Zur Verwunderung der Analysten hat sich die britische Teuerungsrate im März etwas entspannt. Trotzdem liegt sie weiter höher als gewünscht.

LondonDie Inflation in Großbritannien ist vor der im Mai anstehenden Zinsentscheidung der Notenbank überraschend auf den niedrigsten Stand seit einem Jahr gesunken. Die Verbraucherpreise legten im März laut den am Mittwoch vom Statistikamt ONS veröffentlichten Daten um 2,5 Prozent zum Vorjahresmonat zu. Noch im Februar lag die Teuerungsrate bei 2,7 Prozent.

Experten hatten damit gerechnet, dass sich die Inflation im März auf diesem Niveau halten würde. Sie nagt an der Kaufkraft der Verbraucher, da deren Löhne zuletzt nicht mit dem Preisauftrieb Schritt halten konnten.
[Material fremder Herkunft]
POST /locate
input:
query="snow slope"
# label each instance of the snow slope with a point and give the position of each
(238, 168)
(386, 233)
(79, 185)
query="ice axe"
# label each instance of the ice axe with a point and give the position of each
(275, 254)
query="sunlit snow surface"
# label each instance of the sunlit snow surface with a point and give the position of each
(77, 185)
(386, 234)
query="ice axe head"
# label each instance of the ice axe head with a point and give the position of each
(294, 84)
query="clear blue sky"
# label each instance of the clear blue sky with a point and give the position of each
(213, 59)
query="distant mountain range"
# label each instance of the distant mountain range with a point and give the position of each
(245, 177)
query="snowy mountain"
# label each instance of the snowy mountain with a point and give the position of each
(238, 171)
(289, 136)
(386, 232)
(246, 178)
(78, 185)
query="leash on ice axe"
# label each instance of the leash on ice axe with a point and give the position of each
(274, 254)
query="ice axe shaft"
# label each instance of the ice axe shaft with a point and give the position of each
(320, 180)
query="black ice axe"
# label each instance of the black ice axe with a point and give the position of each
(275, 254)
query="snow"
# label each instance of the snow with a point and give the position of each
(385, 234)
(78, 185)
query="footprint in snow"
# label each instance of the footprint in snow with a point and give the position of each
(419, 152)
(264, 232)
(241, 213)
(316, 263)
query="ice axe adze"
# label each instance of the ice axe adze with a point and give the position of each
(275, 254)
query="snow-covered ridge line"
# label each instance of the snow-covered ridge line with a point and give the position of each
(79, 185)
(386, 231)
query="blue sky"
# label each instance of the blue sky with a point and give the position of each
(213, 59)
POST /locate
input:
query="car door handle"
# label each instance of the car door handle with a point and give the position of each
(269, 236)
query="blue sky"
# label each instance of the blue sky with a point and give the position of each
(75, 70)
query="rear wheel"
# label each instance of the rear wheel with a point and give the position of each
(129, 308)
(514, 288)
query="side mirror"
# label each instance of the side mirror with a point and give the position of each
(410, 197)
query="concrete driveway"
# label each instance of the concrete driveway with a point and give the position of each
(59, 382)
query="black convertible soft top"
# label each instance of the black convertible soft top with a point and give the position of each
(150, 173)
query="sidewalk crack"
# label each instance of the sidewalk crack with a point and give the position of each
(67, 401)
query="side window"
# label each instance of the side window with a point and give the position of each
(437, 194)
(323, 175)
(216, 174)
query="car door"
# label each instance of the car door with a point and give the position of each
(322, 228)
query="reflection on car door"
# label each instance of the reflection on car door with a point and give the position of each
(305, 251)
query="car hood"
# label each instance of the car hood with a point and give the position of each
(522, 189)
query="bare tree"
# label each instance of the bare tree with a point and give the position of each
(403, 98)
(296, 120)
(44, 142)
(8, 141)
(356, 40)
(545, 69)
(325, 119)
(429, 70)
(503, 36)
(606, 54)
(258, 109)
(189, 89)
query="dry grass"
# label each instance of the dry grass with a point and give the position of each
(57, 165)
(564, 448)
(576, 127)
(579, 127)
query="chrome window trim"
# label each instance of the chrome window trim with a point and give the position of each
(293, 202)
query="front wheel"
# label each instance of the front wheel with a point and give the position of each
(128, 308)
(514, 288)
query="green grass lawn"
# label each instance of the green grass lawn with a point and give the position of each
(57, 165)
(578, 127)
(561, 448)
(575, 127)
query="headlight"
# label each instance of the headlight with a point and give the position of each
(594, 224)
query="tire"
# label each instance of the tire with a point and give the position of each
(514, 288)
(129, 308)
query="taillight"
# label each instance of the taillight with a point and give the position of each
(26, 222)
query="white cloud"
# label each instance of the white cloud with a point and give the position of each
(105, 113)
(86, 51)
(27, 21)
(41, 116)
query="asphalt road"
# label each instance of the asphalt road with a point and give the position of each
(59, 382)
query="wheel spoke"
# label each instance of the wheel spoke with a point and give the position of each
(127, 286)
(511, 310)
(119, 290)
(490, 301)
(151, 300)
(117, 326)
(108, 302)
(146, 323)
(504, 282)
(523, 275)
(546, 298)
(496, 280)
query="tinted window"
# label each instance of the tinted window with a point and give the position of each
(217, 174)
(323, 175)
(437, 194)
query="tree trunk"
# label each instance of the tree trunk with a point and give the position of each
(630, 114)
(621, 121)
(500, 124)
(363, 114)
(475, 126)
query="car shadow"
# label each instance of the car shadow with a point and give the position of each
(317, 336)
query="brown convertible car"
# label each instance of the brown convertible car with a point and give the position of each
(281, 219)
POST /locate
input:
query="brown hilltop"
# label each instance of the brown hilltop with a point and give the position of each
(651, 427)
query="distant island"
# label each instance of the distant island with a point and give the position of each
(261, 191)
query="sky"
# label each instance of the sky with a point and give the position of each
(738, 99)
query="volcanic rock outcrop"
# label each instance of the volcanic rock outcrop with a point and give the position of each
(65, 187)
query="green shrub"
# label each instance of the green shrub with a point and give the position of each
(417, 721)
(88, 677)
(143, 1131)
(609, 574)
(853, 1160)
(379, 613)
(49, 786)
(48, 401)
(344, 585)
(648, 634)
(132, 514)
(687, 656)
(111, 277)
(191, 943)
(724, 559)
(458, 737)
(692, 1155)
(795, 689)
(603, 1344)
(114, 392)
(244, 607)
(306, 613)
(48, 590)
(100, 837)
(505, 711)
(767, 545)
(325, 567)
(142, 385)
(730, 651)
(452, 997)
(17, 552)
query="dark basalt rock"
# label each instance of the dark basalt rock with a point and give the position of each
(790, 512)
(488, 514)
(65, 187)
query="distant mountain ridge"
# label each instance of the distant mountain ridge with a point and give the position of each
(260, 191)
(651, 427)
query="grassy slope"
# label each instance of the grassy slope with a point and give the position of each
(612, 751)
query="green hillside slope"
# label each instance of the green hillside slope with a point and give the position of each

Die Bank of England (BoE) sieht die Entwicklung mit Sorge, da sie eine Teuerungsrate von lediglich zwei Prozent anstrebt. Sie hat eine Zinserhöhung ins Auge gefasst, mit der viele Experten bereits für den 10. Mai rechnen.

Doch die überraschende Abschwächung der Inflation könnte Gegnern einer Zinserhöhung in der Notenbank in die Hände spielen. Die BoE hatte im November erstmals seit einem Jahrzehnt die Zinsen angehoben.

Für den Preisauftrieb auf der Insel sorgt insbesondere die Talfahrt der Landeswährung Pfund, die seit dem Brexit-Votum der Briten im Sommer 2016 schwächelt. Dadurch verteuern sich Importe. Der überraschender Rückgang der Inflation setzt dem Pfund weiter zu. Die Währung verbilligt sich auf 1,4219 von zuvor 1,4268 Dollar.